With just an hour to spare (and a possible trip to the hardware store), here are five important things even confirmed procrastinators can do to safeguard their homes and cars from damage during extreme cold.
1. Protect your outdoor faucets. Start by disconnecting the hose and shut off the water at the valve in your garage or basement, if possible (if there's no valve, skip to the foam protectors). Turn on the faucet to drain the last of any water left in the pipe. That eliminates the chance that trapped water could freeze, expand and burst the pipe. Then, cover your faucets with foam protectors from the hardware store. Even wrapping your faucet with a dry rag or hand towel will help.
2. Open cabinet doors under sinks located near outside walls. Outside walls are the coldest part of your house, and leaving under-sink doors open will allow warm air from inside the house to circulate, keeping pipes from freezing. Set the heat no lower than 55 degrees, even if you won't be home. Leave a slow trickle of cold water running overnight, too.

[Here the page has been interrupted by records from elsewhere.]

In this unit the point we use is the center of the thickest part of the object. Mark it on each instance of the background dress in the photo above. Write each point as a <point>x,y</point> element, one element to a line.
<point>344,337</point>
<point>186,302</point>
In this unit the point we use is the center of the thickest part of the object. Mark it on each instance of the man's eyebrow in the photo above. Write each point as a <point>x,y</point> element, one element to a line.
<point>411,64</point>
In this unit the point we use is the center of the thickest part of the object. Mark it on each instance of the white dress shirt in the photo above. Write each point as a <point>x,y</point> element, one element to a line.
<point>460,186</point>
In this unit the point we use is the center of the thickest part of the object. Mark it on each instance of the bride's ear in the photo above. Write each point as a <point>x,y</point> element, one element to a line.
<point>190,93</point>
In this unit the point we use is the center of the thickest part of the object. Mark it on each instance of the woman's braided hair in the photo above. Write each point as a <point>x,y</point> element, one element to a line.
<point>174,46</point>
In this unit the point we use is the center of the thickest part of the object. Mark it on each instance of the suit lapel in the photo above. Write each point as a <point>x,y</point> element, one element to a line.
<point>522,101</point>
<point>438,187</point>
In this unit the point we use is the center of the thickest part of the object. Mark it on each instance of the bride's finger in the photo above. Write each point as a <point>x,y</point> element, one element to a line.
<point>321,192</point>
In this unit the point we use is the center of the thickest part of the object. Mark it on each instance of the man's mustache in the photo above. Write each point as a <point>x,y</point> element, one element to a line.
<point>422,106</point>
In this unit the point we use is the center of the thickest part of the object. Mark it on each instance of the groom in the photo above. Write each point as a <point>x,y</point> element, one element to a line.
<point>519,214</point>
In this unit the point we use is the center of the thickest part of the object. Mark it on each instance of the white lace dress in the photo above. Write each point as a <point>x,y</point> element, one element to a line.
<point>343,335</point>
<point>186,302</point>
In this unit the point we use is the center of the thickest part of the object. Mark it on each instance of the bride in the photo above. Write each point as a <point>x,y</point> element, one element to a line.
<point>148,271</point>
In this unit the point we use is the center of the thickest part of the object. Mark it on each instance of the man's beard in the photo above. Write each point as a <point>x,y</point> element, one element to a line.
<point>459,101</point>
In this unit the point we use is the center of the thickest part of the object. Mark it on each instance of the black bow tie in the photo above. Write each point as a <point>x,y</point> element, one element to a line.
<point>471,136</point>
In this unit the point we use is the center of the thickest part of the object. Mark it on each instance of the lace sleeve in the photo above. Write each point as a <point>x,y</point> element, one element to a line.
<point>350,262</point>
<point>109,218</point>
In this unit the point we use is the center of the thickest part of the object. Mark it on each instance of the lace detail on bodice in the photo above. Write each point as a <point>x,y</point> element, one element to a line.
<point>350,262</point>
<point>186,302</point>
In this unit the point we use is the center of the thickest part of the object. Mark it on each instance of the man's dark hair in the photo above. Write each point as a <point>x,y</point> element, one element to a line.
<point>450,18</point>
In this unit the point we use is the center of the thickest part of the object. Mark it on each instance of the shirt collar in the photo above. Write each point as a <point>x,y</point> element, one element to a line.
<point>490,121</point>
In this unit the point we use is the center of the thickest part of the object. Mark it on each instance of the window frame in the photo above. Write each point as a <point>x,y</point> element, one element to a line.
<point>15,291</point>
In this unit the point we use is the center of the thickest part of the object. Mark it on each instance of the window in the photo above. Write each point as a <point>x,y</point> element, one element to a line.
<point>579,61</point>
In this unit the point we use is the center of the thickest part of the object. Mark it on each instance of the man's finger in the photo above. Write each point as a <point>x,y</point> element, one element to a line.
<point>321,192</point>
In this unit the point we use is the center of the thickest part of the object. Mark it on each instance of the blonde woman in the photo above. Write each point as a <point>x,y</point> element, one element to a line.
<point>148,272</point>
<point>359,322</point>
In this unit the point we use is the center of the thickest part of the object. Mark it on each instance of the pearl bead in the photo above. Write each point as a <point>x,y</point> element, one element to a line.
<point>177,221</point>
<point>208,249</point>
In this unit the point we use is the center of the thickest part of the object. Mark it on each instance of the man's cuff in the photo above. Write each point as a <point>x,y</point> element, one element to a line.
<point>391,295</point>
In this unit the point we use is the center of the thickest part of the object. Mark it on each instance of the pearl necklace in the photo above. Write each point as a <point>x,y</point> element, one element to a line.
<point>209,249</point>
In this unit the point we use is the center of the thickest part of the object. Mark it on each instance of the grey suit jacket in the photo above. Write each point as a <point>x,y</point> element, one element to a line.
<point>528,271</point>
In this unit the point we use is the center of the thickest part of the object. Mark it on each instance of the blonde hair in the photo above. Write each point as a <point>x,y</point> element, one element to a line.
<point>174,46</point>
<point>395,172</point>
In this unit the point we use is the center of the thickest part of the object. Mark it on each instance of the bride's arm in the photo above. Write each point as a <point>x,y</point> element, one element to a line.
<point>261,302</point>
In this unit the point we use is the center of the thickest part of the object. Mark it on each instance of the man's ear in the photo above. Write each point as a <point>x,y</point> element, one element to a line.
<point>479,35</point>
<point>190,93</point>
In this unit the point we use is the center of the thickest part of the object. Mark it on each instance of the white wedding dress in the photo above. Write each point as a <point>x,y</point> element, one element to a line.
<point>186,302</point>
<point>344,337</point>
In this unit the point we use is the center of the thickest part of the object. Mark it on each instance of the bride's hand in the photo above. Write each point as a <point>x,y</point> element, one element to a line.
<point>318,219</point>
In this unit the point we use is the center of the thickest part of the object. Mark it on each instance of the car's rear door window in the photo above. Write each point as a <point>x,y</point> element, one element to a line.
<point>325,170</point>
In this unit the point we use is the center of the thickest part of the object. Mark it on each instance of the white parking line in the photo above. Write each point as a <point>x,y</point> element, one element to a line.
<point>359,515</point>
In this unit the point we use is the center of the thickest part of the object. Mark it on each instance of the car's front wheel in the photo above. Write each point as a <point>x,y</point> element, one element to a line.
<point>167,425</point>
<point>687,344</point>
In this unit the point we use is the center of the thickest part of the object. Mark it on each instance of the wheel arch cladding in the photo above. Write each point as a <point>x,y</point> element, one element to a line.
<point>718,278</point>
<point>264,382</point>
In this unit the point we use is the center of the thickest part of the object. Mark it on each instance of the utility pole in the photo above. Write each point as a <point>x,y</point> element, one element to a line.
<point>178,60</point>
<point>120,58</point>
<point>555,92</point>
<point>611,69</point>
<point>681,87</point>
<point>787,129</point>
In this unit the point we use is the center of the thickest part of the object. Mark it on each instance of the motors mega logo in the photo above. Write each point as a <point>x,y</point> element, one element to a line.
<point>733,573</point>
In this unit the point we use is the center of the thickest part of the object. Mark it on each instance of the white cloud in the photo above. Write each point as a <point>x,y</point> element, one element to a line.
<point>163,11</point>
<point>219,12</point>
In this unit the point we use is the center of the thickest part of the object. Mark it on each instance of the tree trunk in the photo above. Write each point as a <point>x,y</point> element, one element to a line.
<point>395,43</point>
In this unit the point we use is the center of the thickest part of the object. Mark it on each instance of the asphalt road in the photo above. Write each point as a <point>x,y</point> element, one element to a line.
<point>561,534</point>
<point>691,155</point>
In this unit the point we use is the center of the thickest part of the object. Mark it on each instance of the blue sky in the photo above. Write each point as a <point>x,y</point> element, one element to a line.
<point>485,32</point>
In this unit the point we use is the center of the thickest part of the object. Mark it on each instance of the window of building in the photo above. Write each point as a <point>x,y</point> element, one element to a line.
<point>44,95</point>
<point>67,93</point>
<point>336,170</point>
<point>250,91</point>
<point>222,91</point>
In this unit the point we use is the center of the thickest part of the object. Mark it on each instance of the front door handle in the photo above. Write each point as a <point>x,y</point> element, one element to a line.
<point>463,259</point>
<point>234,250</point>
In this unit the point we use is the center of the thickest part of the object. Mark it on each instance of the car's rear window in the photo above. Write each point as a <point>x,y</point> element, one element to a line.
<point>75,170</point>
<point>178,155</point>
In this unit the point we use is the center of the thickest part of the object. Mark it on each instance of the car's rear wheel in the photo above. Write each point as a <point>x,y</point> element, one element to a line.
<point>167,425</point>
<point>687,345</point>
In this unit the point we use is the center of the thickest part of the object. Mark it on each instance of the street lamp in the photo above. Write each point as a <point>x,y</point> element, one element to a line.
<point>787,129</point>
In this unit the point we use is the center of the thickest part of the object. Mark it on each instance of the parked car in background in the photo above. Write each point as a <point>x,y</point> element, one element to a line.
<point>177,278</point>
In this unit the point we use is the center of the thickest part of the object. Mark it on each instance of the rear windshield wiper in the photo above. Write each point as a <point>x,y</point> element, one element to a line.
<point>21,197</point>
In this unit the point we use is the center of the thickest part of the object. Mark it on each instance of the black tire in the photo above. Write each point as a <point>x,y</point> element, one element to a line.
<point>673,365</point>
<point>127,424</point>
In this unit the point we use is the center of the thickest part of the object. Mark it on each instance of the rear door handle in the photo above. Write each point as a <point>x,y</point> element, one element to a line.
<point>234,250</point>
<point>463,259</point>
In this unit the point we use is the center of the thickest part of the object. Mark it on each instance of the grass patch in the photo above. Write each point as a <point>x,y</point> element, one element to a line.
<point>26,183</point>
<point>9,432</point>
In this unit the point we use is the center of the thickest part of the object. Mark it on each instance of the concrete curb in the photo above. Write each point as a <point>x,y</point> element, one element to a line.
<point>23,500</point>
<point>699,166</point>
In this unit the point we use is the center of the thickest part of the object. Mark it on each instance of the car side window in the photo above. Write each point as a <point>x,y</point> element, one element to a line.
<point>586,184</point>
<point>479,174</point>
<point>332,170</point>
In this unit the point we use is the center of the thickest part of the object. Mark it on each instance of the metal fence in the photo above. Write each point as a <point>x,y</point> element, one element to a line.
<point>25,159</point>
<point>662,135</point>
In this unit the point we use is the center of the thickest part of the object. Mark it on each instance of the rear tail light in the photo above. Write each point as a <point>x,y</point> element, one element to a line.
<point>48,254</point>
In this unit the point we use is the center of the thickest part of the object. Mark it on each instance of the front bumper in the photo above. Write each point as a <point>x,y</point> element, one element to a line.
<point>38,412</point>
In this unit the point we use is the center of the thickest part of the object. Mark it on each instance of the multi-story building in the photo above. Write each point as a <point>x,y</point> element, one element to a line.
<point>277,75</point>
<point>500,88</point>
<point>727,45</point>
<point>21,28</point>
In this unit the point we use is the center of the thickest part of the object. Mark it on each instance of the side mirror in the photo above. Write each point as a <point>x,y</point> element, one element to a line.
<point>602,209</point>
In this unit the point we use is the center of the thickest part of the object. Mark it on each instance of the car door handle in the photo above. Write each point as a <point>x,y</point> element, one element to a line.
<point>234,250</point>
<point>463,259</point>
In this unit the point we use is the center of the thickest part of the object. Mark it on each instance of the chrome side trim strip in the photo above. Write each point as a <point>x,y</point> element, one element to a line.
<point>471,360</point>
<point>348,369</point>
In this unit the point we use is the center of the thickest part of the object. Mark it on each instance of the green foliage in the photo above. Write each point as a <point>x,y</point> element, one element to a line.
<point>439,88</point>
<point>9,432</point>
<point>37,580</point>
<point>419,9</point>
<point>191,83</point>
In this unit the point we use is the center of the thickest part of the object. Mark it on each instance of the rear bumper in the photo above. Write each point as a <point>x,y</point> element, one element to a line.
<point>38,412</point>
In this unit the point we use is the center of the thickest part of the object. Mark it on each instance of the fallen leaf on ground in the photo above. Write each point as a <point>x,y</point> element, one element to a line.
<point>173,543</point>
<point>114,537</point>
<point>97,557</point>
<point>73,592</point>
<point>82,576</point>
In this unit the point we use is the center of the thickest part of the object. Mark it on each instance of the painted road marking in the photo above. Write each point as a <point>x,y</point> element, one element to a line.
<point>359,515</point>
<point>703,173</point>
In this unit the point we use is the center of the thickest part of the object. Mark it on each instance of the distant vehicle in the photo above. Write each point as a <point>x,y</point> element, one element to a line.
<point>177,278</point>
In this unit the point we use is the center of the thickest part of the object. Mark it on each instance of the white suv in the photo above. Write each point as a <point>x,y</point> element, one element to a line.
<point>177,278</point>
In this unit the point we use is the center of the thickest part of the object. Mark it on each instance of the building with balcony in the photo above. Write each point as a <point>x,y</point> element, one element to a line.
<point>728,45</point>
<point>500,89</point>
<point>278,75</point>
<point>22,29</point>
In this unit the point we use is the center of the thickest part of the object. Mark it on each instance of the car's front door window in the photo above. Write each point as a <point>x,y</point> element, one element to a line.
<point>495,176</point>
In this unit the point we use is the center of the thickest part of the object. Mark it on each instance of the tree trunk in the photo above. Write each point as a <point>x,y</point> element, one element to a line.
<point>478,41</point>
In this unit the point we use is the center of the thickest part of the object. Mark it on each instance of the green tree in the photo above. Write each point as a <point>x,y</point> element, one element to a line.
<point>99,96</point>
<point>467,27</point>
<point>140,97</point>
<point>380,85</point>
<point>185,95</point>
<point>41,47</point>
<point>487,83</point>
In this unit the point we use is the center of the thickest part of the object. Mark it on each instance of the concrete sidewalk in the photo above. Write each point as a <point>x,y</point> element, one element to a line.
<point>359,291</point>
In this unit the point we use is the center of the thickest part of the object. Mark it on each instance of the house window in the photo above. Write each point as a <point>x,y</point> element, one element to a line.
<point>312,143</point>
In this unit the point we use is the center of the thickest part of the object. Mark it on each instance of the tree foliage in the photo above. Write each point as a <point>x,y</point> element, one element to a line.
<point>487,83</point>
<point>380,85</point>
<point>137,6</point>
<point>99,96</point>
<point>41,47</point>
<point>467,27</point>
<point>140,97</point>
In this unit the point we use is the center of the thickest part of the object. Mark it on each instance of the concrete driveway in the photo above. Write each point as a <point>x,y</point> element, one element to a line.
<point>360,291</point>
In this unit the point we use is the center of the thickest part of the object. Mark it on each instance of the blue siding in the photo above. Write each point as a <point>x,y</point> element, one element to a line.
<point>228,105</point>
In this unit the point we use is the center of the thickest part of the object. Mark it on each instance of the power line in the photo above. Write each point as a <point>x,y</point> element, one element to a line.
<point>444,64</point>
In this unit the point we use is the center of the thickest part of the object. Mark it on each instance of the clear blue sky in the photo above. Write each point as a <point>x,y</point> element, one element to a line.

3. Clear steps and porches of snow and ice. At the hardware store, pick up de-icing granules that won't discolor cement and sprinkle them according to package directions. You could save yourself or a neighbor from a nasty fall.
4. Test your car's coolant if you think it's mostly water. If you've been topping off your car's coolant reservoir with water instead of antifreeze, it may be too diluted to protect your engine when the mercury plummets. Pick up an easy-to-use antifreeze tester to learn the temperature at which your protection ends.
5. Pull your car into the garage, if that's an option. You'll save yourself from scraping windows in the morning. Plus, your warmer garage can help preserve your vehicle's battery, which could be sapped by frigid temperatures in your driveway.